Re: [File API: FileSystem] Path restrictions and case-sensitivity

On Wed, May 11, 2011 at 8:13 PM, Eric U <> wrote:

> So it's not locale-sensitive unless it is, but nobody does that
> anyway, so don't worry about it?  I'm a bit uneasy about that in
> general, but Windows not supporting it is a good point.

It's not locale-sensitive at all, unless the one special case, Turkish, is
enabled explicitly.  I think the norm is to ignore Turkish entirely for
purposes of case folding.  (I wasn't even able to find a way to do a
Turkish-enabled case folding with libicu, though the header constant
"U_FOLD_CASE_EXCLUDE_SPECIAL_I" suggests it's in there somewhere.)

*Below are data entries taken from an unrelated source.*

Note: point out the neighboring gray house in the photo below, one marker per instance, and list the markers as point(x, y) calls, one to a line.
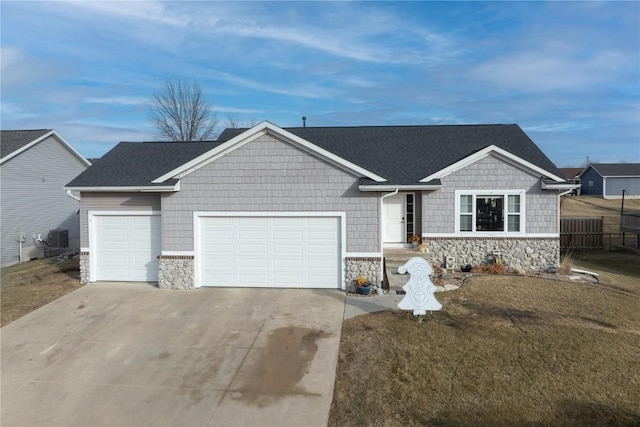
point(315, 207)
point(609, 179)
point(34, 166)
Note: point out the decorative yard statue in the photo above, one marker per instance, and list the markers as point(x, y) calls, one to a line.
point(419, 289)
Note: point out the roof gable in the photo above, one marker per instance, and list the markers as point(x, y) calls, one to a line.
point(13, 140)
point(18, 141)
point(616, 169)
point(252, 134)
point(405, 155)
point(134, 165)
point(492, 150)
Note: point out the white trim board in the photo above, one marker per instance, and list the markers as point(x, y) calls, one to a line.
point(488, 151)
point(60, 139)
point(254, 133)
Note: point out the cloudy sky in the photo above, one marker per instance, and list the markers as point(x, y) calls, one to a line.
point(567, 72)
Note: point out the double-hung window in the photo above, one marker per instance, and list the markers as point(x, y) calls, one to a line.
point(489, 211)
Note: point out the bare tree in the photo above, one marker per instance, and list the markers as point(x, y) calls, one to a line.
point(232, 121)
point(181, 113)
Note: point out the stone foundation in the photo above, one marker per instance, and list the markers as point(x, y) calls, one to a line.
point(535, 254)
point(175, 272)
point(84, 268)
point(369, 267)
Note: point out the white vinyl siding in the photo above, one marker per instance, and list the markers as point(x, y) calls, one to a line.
point(33, 199)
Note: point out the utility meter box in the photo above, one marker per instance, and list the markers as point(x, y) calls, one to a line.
point(59, 238)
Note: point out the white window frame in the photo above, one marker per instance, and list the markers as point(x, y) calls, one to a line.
point(502, 193)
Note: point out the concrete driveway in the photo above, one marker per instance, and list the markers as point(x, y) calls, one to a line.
point(131, 354)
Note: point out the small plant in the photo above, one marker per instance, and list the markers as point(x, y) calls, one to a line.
point(494, 268)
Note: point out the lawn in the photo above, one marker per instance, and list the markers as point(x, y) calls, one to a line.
point(503, 351)
point(30, 285)
point(593, 207)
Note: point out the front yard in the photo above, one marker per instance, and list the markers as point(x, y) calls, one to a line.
point(30, 285)
point(503, 351)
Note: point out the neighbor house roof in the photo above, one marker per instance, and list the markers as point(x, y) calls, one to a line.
point(617, 169)
point(385, 155)
point(13, 140)
point(571, 173)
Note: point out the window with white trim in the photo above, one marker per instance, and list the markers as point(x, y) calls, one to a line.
point(491, 211)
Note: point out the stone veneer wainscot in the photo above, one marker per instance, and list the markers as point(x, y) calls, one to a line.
point(531, 253)
point(175, 272)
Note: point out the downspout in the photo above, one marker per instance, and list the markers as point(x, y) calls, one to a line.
point(393, 193)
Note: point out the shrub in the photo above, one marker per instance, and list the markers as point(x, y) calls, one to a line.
point(495, 268)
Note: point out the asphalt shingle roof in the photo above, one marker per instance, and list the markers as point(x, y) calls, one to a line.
point(132, 164)
point(406, 154)
point(617, 169)
point(401, 154)
point(13, 140)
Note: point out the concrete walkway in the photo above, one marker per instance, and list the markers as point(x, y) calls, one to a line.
point(131, 354)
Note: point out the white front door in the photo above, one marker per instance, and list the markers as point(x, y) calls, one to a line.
point(394, 219)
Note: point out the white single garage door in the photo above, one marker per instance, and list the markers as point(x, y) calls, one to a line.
point(271, 251)
point(127, 247)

Anyone know about Mac or Linux systems?

Native Linux filesystems are case-sensitive, so I'm not sure there's
anything to compare against there.  (glibc itself doesn't have direct
support for case folding, as far as I know; you use a libraries like libicu
for that sort of thing, and libicu does consider "i" == "I" when case
folding, including in Turkish locales.)

> I'm not liking the backslash exception.  It's the only thing that prevents
> > this API from being a complete superset, as far as I can see, of all
> > production filesystems.  Can we drop that rule?  It might be a little
> > surprising to developers who have only worked in Windows, but they'll be
> > surprised anyway, and it shouldn't lead to latent bugs.
> It can't be a complete superset of all filesystems in that it doesn't
> allow forward slash in filenames either.
> However, I see your point.  You could certainly have a filename with a
> backslash in it on a Linux/ext2 system.  Does anyone else have an
> opinion on whether it's worth the confusion potential?

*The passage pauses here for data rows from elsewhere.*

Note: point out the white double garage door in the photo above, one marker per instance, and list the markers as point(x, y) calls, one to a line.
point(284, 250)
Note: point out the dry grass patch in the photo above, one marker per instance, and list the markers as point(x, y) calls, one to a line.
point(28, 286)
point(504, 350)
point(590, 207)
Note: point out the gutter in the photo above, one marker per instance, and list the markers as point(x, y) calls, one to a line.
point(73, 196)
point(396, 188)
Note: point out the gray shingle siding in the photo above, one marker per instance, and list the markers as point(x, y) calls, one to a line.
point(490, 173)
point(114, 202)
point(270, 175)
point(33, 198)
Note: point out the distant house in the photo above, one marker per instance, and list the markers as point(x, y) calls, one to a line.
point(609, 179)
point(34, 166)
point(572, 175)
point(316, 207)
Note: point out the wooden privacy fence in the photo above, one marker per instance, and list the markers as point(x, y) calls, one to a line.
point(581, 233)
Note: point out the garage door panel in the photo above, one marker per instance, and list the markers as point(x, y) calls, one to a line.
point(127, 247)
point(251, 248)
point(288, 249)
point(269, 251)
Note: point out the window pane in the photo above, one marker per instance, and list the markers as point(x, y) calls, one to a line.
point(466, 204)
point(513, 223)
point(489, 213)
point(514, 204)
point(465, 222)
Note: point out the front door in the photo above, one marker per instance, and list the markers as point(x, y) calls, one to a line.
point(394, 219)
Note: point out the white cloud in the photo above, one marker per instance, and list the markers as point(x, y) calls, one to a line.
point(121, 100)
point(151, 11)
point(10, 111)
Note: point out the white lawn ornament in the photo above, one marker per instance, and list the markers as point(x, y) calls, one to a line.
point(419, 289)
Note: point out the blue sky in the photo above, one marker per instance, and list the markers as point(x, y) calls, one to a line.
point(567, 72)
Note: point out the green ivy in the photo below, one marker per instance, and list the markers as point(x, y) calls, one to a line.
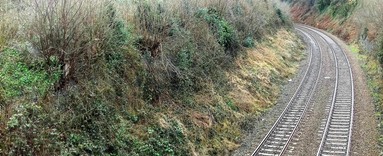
point(18, 79)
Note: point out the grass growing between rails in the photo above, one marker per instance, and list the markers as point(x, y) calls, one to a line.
point(138, 77)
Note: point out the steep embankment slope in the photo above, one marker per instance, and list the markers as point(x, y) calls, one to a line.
point(357, 23)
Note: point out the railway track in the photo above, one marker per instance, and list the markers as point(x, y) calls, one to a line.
point(277, 139)
point(336, 139)
point(337, 130)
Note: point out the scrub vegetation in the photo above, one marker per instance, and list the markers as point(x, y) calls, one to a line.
point(359, 23)
point(148, 77)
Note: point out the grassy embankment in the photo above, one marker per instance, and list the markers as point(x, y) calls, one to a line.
point(359, 23)
point(138, 78)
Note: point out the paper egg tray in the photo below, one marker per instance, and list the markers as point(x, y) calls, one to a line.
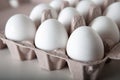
point(57, 59)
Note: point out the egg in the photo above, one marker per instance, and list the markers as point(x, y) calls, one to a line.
point(113, 12)
point(56, 4)
point(73, 3)
point(107, 29)
point(37, 11)
point(84, 6)
point(19, 27)
point(99, 2)
point(84, 44)
point(51, 35)
point(66, 16)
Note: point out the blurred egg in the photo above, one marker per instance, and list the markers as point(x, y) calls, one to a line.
point(84, 44)
point(113, 12)
point(107, 29)
point(73, 3)
point(37, 11)
point(84, 6)
point(51, 35)
point(66, 16)
point(19, 27)
point(98, 2)
point(56, 4)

Of all production end-user filesystems--on any systems where they're
allowed, users are going to be used to this being incompatible with the rest
of the world already.

I guess there's one other case where it's not necessarily a superset:
filenames containing invalid byte sequences which can't be represented in
UTF-16.  I do end up with these from time to time, eg. when extracting a ZIP
containing non-UTF-8 filenames.  I think I'm not very worried about this (at
least for the sandbox case)--this is an error recovery case, where
backslashes in filenames are legitimate, if uncommon.

Glenn Maynard

Received on Thursday, 12 May 2011 01:19:14 UTC